London Evening Standard – Wednesday 14 September 1892:

Dr. G. Danford Thomas held an inquest yesterday at St. Pancras Coroner’s Court on the body of Emily Cave (née: Emily Alice Windebank, born 1865), 27, the wife of Walter Cave (Walter Frederick Cave: 1863-1904), a barman, lately residing at 17, Castle-road, Kentish-town.

According to the husband, he lived very happily with the deceased, who was very amiable. She had recently – especially since their last child was born – been “queer” in her head. She complained of pains in the head, and often said she “wished she was dead.”

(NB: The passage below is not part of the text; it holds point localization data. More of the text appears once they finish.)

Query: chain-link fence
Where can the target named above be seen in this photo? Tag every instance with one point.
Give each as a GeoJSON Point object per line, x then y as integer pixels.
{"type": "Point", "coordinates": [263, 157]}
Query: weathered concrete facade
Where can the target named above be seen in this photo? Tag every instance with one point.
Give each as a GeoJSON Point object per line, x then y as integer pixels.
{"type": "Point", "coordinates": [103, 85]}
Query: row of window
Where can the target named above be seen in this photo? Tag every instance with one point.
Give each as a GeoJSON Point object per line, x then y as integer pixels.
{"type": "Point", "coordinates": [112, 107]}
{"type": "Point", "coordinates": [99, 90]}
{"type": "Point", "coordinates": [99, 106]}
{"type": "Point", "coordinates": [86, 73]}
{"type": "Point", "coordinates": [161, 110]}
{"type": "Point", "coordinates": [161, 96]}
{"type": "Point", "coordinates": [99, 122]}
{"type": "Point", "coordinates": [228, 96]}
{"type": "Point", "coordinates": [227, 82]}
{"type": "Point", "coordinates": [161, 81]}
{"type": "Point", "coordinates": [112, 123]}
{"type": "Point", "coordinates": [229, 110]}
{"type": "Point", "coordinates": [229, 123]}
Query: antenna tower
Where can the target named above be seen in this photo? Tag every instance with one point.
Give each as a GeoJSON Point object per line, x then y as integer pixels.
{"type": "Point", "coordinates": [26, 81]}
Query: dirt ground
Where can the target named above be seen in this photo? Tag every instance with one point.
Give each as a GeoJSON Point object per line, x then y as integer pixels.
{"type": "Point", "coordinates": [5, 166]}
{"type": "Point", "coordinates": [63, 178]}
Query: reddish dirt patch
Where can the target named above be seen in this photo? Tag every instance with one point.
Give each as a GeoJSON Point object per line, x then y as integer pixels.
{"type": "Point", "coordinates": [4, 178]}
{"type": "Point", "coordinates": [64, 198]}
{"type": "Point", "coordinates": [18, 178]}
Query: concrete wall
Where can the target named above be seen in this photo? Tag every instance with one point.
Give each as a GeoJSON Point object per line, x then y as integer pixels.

On Saturday morning the Witness was fetched home, where he found his wife lying insensible on the floor. Upon a table was the empty bottle produced, labelled “Carbolic acid—poison,” and a purse containing half-a-sovereign. He learnt from his little boy that the latter saw his mother drink “something” from a bottle and then fall on the bed on the floor. Before she became insensible she handed the purse mentioned to her son saying, “If I don’t wake up any more, give this to your father.” The husband at once called in a neighbouring doctor. Witness had never heard his wife threaten to destroy herself. The son stated that his mother drank from the bottle itself and then fell down. She asked him if she did not wake any more to “give baby some sugar-tits,” and father the purse. Dr. T. Massi, 183, Kentish Town-road, said when he arrived the woman was dying from the effects of carbolic-acid poisoning, and she expired about an hour and a half afterwards from this cause.

The Mother of the deceased (Harriet Windebank (née: Monk) 1839-1899) said she was a good girl, and had a good husband, and Witness could not account for the mode of her death.—The Jury returned a verdict of “Suicide while of unsound mind.”

Walter Frederick Cave was born in March 1863, the son of Caroline (née: Pritchard born 1822) and Benjamin (died 1863). He married Emily Alice Windebank and they had three children together. He then married Isabella Florence Meyers in 1894 and they had four children together. He died in July 1904 in London, at the age of 41.